Mardi matin, alors que la polémique continuait d’enfler, l’ancienne ministre de la Justice Jody Wilson-Raybould, sur laquelle l’entourage de Justin Trudeau aurait tenté de faire pression, a annoncé sa démission du gouvernement.
« Je suis surpris et déçu de sa décision, parce que si elle avait l’impression que le gouvernement n’avait pas bien fait son job (son travail), n’avait pas respecté toutes les normes, c’était sa responsabilité de venir m’en parler à l’automne, ce qu’elle n’a pas fait« , a réagi Justin Trudeau lors d’une conférence de presse à Winnipeg (centre)
Le dirigeant canadien, qui nie fermement que son cabinet ait voulu empiéter sur les prérogatives de la ministre de la Justice, a avoué ne pas comprendre « totalement pourquoi elle a pris cette décision », tant elle est « incompatible avec les conversations » que tous deux ont eues « au cours des derniers jours ».
Citant des sources anonymes, le journal The Globe and Mail affirmait jeudi dernier que le Cabinet du Premier ministre canadien avait demandé à Mme Wilson-Raybould, alors ministre de la Justice, d’intervenir dans ce dossier afin que les procureurs concluent avec SNC-Lavalin un accord à l’amiable. Ceci aurait entraîné l’abandon d’accusations au pénal, ainsi qu’un long et coûteux procès, en échange du versement d’une amende.
La Gendarmerie royale (GRC, police fédérale) avait déposé en 2015 des accusations formelles contre la maison-mère du géant canadien SNC-Lavalin ainsi que ses filiales de BTP et de développement international pour « corruption d’agents publics étrangers » et pour « fraude ». D’ex-dirigeants sont également poursuivis, dans des enquêtes distinctes.
Selon le Globe, Jody Wilson-Raybould a « ignoré » les demandes du cabinet du Premier ministre, ce qui lui aurait valu son poste: mi-janvier, elle avait été rétrogradée ministre des Anciens combattants. « Le cœur gros, je présente ma démission du poste de ministre des Anciens combattants », a-t-elle donc annoncé mardi sur Twitter, sans préciser les raisons de sa démission soudaine.
« Je suis consciente que de nombreux Canadiens souhaitent que je m’exprime sur des questions relayées par les médias depuis une semaine », a-t-elle souligné.

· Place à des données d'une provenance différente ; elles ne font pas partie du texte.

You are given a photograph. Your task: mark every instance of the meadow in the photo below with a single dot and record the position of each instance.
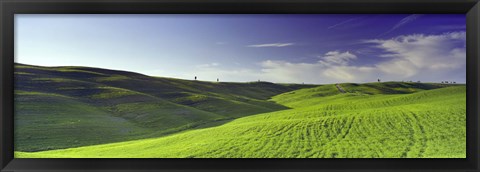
(78, 112)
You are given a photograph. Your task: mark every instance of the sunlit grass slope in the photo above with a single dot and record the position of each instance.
(423, 122)
(63, 107)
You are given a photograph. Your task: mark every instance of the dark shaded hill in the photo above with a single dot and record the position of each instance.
(60, 107)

Elle y précise avoir recruté un avocat pour déterminer « les éléments dont (elle) pourrai(t) parler en toute légalité ». Ces révélations ont eu l’effet d’une bombe politique, à quelques mois d’élections législatives incertaines.

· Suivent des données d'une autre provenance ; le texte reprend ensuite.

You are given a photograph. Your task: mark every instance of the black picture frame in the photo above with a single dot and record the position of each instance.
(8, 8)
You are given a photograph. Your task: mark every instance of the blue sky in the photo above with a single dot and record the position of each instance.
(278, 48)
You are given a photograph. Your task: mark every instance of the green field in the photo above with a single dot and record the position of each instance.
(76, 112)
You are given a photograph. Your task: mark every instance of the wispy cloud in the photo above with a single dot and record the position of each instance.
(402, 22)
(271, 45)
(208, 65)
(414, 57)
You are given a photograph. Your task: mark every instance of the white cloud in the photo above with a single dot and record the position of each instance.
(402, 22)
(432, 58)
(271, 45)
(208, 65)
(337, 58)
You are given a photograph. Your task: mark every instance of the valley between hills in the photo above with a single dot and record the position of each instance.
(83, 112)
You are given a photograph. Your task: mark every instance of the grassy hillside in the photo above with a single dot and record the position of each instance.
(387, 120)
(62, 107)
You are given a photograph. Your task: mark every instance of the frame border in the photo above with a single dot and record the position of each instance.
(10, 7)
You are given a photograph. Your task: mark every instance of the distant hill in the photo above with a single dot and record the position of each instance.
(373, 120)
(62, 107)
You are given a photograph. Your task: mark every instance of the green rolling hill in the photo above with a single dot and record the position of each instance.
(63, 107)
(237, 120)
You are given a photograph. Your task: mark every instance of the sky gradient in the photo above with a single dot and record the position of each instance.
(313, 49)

Les responsables de l’opposition ont tiré à boulets rouges sur Justin Trudeau, le pressant de faire toute la lumière sur ces allégations, notamment en levant le secret professionnel auquel l’ancienne ministre de la Justice est tenue. « Les manquements à l’éthique de M. Trudeau et sa gestion catastrophique de ce dernier scandale ont créé un chaos au sein de son gouvernement », a accusé le Andrew Scheers, chef de l’opposition conservatrice à Ottawa. « Les Canadiens méritent de savoir la vérité ».

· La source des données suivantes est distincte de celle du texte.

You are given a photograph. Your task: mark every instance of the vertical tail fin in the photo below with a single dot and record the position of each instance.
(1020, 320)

Lundi, une enquête officielle avait été confiée au Commissaire canadien à l’éthique, un haut-fonctionnaire indépendant. Géant canadien de l’ingénierie, présent sur tous les continents avec 50.000 employés, SNC-Lavalin est au cœur d’une vaste enquête de la police fédérale canadienne qui l’accuse d’avoir versé 48 millions de dollars canadiens de pots de vin (32 millions d’euros) à des responsables libyens, du temps du dictateur Mouammar Kadhafi.
Ce fleuron de Montréal, s’il est reconnu coupable, risque l’interdiction d’exercer au Canada, voire le démantèlement, ont répété ces dernières années ses dirigeants qui ont donc mené un intense lobbying à Ottawa.